Other: Conjunctivitis, arthritis, urinary tract infection, alopecia, and urinary frequency*.
Fetal/Neonatal Morbidity and Mortality: See WARNINGS, Fetal/Neonatal Morbidity and Mortality.
Monotherapy with benazepril has been evaluated for safety in over 6000 patients. In clinical trials, the observed adverse reactions to benazepril were similar to those seen in trials of Lotensin HCT. In post-marketing experience with benazepril, there have been rare reports of Stevens-Johnson syndrome, pancreatitis, hemolytic anemia, pemphigus, and thrombo-cytopenia. Another potentially important adverse experience, eosinophilic pneumonitis, has been attributed to other ACE inhibitors. Hydrochlorothiazide has been extensively prescribed for many years, but there has not been enough systematic collection of data to support an estimate of the frequency of the observed adverse reactions. Within organ-system groups, the reported reactions are listed here in decreasing order of severity, without regard to frequency.
Cardiovascular: Orthostatic hypotension (may be potentiated by alcohol, barbiturates, or narcotics).
Digestive: Pancreatitis, jaundice (intrahepatic cholestatic) (see WARNINGS), sialadenitis, vomiting, diarrhea, cramping, nausea, gastric irritation, constipation, and anorexia.
Neurologic: Vertigo, lightheadedness, transient blurred vision, headache, paresthesia, xanthopsia, weakness, and restlessness.
Musculoskeletal: Muscle spasm.
Hematologic: Aplastic anemia, agranulocytosis, leukopenia, and thrombocytopenia.
Metabolic: Hyperglycemia, glycosuria, and hyperuricemia.
Hypersensitivity: Necrotizing angiitis, Stevens-Johnson syndrome, respiratory distress (including pneumonitis and pulmonary edema), purpura, urticaria, rash, and photosensitivity.
Clinical Laboratory Test Findings
Serum Electrolytes: See PRECAUTIONS.
Creatinine: Minor reversible increases in serum creatinine were observed in patients with essential hypertension treated with Lotensin HCT. Such increases occurred most frequently in patients with renal artery stenosis (see PRECAUTIONS).

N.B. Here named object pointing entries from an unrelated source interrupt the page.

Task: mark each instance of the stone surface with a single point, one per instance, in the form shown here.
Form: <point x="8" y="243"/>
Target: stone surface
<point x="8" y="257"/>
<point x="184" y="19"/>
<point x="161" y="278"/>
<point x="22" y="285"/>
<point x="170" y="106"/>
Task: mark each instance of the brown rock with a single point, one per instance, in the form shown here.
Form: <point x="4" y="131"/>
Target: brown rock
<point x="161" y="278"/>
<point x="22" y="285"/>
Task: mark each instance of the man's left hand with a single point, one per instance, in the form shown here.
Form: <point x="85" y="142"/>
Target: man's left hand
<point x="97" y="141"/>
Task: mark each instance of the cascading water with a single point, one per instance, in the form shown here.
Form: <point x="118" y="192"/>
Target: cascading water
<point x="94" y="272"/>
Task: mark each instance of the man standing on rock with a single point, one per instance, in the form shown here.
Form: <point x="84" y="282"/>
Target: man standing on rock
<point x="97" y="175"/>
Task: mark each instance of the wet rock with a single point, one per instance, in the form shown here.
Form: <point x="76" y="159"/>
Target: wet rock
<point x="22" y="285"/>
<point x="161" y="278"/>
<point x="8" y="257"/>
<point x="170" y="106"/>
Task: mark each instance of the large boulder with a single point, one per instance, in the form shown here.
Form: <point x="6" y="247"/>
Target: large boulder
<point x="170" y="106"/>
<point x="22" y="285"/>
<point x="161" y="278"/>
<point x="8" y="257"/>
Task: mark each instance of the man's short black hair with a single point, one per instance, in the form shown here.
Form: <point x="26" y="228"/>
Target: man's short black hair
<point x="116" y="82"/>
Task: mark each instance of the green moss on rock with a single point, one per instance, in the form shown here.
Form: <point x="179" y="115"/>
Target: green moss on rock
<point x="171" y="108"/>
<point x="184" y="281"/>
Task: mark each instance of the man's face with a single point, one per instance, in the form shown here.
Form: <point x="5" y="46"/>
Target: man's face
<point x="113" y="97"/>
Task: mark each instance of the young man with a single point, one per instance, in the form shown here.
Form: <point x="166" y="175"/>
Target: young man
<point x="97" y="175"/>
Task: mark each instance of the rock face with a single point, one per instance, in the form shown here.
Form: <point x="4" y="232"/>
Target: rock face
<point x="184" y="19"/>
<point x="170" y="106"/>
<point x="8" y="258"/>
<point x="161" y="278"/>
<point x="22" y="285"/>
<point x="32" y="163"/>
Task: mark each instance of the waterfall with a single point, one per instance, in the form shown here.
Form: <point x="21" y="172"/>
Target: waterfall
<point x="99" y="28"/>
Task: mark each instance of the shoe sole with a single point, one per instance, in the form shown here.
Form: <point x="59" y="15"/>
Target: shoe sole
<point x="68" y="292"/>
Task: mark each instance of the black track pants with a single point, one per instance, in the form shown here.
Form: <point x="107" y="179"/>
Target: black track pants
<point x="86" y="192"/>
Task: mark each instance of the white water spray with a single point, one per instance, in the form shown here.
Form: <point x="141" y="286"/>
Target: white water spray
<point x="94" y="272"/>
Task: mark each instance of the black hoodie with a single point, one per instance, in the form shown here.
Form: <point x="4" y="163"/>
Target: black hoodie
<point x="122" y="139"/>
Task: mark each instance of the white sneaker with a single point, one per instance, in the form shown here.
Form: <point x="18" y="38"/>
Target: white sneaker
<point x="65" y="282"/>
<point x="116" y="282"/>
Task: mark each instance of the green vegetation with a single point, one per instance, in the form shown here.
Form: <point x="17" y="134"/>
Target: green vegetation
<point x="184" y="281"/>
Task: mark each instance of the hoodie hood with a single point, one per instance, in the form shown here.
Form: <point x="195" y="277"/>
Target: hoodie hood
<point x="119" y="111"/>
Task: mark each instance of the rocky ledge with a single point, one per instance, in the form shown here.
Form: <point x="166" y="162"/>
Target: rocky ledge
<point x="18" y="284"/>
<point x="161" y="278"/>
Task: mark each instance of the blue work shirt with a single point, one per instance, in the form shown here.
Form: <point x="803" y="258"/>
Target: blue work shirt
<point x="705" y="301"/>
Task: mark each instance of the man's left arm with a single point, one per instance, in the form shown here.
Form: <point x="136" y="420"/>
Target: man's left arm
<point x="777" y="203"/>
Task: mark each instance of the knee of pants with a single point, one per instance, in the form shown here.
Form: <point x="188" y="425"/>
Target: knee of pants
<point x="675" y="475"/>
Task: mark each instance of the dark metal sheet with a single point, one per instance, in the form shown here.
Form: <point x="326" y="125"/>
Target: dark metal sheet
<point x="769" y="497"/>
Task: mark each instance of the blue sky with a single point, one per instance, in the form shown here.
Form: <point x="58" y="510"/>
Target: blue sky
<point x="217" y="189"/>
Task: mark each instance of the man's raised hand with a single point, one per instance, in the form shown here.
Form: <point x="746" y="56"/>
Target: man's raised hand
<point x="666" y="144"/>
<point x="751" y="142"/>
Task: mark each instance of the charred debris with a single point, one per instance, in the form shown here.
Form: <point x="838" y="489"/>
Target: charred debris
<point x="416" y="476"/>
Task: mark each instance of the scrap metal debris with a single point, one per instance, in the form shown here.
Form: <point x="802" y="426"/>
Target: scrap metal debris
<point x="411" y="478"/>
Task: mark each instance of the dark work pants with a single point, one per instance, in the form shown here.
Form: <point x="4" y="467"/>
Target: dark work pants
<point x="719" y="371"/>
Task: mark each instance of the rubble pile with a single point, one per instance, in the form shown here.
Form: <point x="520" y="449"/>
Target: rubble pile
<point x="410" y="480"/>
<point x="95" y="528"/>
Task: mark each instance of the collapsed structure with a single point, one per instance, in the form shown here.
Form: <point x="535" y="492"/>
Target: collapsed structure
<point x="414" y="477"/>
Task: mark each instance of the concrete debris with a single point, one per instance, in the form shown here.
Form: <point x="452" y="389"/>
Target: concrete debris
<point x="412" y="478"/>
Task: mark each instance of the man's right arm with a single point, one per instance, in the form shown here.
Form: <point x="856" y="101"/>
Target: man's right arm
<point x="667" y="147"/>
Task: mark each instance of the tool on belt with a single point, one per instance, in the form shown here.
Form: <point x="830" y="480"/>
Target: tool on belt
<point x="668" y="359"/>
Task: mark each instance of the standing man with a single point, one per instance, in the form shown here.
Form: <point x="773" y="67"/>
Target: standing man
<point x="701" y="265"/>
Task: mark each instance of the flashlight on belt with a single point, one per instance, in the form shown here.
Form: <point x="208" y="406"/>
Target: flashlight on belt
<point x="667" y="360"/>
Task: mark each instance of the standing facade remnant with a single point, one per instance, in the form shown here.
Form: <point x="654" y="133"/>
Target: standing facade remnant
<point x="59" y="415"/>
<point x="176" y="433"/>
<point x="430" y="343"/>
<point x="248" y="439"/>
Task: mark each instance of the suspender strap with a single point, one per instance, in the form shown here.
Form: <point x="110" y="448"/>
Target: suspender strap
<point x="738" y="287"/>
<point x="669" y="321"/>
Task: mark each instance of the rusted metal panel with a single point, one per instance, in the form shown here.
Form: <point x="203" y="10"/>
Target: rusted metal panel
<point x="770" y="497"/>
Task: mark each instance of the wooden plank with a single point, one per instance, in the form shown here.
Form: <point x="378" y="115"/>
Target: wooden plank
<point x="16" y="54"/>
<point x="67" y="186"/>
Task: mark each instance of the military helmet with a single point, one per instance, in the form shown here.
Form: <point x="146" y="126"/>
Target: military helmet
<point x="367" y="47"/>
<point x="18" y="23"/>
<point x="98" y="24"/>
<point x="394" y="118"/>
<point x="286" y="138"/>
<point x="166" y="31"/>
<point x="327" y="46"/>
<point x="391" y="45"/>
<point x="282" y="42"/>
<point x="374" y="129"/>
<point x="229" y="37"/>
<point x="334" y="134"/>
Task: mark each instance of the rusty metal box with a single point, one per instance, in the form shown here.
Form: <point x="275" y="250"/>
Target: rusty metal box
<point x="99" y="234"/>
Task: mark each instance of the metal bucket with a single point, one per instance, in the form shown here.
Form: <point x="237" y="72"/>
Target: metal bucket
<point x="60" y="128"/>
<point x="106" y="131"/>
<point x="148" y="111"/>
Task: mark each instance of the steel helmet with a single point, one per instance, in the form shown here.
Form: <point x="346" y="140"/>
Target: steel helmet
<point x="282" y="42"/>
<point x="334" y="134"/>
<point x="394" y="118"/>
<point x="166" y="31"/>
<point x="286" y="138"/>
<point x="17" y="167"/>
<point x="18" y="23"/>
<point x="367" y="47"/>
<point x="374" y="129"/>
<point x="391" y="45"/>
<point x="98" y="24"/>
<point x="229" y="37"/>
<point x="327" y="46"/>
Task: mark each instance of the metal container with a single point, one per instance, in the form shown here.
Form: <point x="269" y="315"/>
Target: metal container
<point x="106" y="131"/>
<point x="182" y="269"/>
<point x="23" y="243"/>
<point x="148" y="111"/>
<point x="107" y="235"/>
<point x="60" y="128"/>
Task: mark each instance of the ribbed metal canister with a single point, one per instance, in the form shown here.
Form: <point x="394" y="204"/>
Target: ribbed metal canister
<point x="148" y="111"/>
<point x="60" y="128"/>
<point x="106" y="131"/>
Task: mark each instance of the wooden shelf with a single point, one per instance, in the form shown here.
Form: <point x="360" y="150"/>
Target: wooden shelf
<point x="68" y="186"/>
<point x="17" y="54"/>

PBI and Tests of Parathyroid Function: See PRECAUTIONS .
Other ( Causal Relationships Unknown ) : Other clinically important changes in standard laboratory tests were rarely associated with Lotensin HCT administration. Elevations in blood urea nitrogen, uric acid, glucose, SGOT, and SGPT have been reported (see WARNINGS). In the somewhat larger patient population exposed to benazepril monotherapy in U.S. trials, the same abnormalities were reported, together with scattered accounts of hyponatremia, melena, electrocardiographic changes, leukopenia, eosinophilia, and proteinuria.